Das Angebot neuer Learning Experience Plattformen ist gross, dementsprechend schwierig ist die Auswahl. Es empfiehlt sich, alle Stakeholder (HR, PE, IT, Führungskräfte und Nutzer, Arbeitnehmervertretung, interne und externe TrainerInnen) in die Auswahl einzubeziehen.

Zuallererst ist der künftige Lernbedarf zu definieren: Welche Inhalte und welche Lernformate sollen in Zukunft für wen angeboten werden? Welche – informellen – Lernmethoden will man nützen (siehe Teil 2: Das neue Lernen*)? Dabei ist zu klären, inwieweit man hauptsächlich fertige Inhalte aus Lernplattformen zukaufen oder selbst Inhalte gestalten will.

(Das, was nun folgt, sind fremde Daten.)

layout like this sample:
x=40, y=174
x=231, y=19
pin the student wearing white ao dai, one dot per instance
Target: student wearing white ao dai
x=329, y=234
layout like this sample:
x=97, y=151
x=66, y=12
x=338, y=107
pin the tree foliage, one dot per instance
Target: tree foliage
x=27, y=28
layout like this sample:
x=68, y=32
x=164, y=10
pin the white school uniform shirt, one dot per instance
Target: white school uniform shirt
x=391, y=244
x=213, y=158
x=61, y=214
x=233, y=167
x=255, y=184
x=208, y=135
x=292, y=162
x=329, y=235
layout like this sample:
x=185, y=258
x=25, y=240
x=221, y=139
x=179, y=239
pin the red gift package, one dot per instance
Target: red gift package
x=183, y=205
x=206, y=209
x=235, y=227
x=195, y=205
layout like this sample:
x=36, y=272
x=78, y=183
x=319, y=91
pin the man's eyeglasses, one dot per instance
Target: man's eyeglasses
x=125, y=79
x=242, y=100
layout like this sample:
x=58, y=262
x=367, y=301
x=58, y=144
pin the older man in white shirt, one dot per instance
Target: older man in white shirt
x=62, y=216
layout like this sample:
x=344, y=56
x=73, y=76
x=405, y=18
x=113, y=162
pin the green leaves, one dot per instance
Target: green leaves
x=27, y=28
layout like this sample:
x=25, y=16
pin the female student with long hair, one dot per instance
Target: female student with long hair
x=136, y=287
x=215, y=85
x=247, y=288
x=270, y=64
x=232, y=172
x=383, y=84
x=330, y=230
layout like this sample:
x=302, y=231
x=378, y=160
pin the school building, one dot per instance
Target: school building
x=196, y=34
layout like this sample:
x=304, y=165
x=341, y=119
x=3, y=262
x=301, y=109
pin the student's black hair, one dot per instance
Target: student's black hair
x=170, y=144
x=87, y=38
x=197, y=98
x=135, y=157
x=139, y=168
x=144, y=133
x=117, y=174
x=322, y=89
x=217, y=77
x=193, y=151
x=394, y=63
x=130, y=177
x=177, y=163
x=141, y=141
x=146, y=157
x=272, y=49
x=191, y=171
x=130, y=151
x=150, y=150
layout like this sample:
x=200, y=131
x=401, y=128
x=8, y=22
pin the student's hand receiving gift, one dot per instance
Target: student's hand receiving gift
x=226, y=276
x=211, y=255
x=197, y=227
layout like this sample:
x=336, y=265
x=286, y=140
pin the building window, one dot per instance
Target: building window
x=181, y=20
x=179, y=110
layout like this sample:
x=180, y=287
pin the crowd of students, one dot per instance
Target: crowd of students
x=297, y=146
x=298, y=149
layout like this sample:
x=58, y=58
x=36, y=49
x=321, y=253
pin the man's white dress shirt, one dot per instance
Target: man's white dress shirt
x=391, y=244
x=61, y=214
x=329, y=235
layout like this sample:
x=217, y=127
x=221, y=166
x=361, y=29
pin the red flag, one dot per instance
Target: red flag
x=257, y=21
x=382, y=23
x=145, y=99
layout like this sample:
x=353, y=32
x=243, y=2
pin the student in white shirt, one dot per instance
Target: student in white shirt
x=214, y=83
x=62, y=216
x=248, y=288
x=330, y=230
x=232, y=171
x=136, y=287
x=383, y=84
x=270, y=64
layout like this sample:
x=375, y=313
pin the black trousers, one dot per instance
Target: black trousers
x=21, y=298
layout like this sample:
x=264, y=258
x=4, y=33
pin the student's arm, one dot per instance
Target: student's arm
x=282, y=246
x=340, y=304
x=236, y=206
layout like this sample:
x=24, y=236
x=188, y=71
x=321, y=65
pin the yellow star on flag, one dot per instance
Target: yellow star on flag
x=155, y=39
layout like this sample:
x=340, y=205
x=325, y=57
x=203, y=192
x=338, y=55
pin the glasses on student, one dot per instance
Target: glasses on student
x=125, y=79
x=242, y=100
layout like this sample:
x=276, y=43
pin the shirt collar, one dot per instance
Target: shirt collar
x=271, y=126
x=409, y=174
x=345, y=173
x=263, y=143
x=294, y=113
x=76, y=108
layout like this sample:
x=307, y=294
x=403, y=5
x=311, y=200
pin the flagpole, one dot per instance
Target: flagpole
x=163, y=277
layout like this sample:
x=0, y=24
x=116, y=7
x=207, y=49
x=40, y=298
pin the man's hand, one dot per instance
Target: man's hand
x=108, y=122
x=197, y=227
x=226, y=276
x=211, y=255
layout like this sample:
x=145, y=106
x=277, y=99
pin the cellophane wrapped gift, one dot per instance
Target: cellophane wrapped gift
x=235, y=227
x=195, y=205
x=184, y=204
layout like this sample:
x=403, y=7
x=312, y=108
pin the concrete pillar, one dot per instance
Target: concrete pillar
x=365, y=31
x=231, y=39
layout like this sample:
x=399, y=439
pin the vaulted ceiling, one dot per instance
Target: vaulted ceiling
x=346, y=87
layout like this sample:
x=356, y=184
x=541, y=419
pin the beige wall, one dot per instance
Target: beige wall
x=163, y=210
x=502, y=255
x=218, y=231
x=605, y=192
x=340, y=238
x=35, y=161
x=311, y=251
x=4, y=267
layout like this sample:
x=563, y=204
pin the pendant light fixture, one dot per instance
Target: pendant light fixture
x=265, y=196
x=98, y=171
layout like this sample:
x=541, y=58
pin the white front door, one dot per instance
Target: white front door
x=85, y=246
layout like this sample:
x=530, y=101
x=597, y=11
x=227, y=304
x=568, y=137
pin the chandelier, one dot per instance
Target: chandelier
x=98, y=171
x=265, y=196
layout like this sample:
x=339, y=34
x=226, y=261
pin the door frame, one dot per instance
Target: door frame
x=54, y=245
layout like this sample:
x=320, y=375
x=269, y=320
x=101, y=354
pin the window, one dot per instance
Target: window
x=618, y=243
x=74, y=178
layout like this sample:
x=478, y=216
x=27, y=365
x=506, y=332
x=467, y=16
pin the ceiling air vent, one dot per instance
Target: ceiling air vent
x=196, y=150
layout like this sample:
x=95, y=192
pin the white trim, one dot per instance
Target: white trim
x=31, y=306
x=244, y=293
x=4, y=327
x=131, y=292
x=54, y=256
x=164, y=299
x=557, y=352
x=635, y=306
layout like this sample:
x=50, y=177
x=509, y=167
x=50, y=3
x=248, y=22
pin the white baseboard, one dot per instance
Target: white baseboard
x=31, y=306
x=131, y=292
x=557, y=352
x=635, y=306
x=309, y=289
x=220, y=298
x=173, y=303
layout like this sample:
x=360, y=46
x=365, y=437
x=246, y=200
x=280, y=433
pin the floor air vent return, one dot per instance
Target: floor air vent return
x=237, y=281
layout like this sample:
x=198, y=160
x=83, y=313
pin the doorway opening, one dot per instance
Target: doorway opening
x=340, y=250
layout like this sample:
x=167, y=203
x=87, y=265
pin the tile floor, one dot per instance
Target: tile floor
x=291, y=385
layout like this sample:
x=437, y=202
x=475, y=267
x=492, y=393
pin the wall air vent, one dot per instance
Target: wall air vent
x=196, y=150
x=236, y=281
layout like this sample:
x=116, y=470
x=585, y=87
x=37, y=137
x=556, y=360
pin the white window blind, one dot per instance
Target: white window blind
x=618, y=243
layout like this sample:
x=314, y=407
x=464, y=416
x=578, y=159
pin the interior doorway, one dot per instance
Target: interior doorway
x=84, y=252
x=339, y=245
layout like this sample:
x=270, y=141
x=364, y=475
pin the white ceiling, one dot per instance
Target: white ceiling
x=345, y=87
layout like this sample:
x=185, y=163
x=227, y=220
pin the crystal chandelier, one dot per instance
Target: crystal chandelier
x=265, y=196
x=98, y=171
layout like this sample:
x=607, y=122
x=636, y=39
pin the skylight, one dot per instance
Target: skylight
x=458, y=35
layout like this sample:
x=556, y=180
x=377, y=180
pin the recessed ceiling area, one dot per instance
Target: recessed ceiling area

Neben den geplanten Inhalten gibt es zahlreiche technische und betriebswirtschaftliche Fragen, die man vor der Auswahl klären sollte: 

  • Plattformen zum Kauf werden «on-premises» auf den unternehmenseigenen Kun- denservern installiert und müssen von der IT-Abteilung verwaltet werden. Die Pflege des Systems im Unternehmen erfordert IT-Infrastruktur, Personal muss zur Betreuung bereitgestellt sowie ein hoher Sicherheitsstandard im Umgang mit den Daten garantiert werden.
  • Der Trend geht eindeutig zu Mietversionen, die als «Software as a Service» (SaaS) an- geboten werden. Bei diesen cloudbasierten Lösungen sorgen die Anbieter für Betrieb, Pflege und Updates des Systems.
  • Es gibt unterschiedliche Lizenzmodelle für die Verrechnung: Während einzelne Anbieter die Anzahl der aktiven Nutzer verrechnen, wird bei anderen die maximale Anzahl der aktiven Nutzer in einem gewissen Zeitintervall herangezogen. Hier zu sparen und zuerst einmal nur für einen kleinen Kreis Auserwählter Lizenzen zur Verfügung zu stellen, kann kontraproduktiv sein: Wenn Mitarbeitende keinen Zugang bekommen oder ständig alle verfügbaren Lizenzen im Einsatz sind, sodass man «nie hineinkommt», geht die Motivation, die Plattform zu nützen, schnell verloren.
  • Ein heikles Thema ist das Hosting und die Verwaltung der mitarbeiterbezogenen Da- ten. Einzelne Anbieter speichern die Daten explizit in Deutschland ab und bieten ein der DSGVO entsprechendes Datenmanagement mit Zugriffs-Berechtigungen und Löschfunktionen.
  • Eine passende Schnittstelle zur Personalsoftware des Unternehmens oder zu bereits genutzten Wissensmanagement- oder Lernmanagement-Systemen ist notwendig. 
  • Da viele Plattformen keine Inhalte mitliefern, sollte man auch prüfen, ob und wie zugekaufte Lerninhalte externer Anbieter integriert werden können.
  • Es sollte selbstverständlich sein, dass mehrere Nutzer das System über einige Zeit ausprobieren können. Zu vereinbaren ist auch die Form der Einschulung und der Support in der Einführungsphase.
  • Nicht zuletzt sind die Referenzen der Anbieter, ihre Markterfahrung und finanzielle Struktur ein wichtiges Thema: Alteingesessene Anbieter sind vielleicht etabliert, mit ihrer Lernplattform aber nicht innovativ oder „state oft he art“. Unerfahrene neue Anbieter ohne finanziellen Background bergen das Risiko einer Insolvenz und damit des plötzlichen Wegfalls von Support und Updates. Im Idealfall sind die Anbieter seit einigen Jahren erfolgreich am Markt und können auf Referenzen in ähnlichen Branchen und Betriebsgrößen verweisen.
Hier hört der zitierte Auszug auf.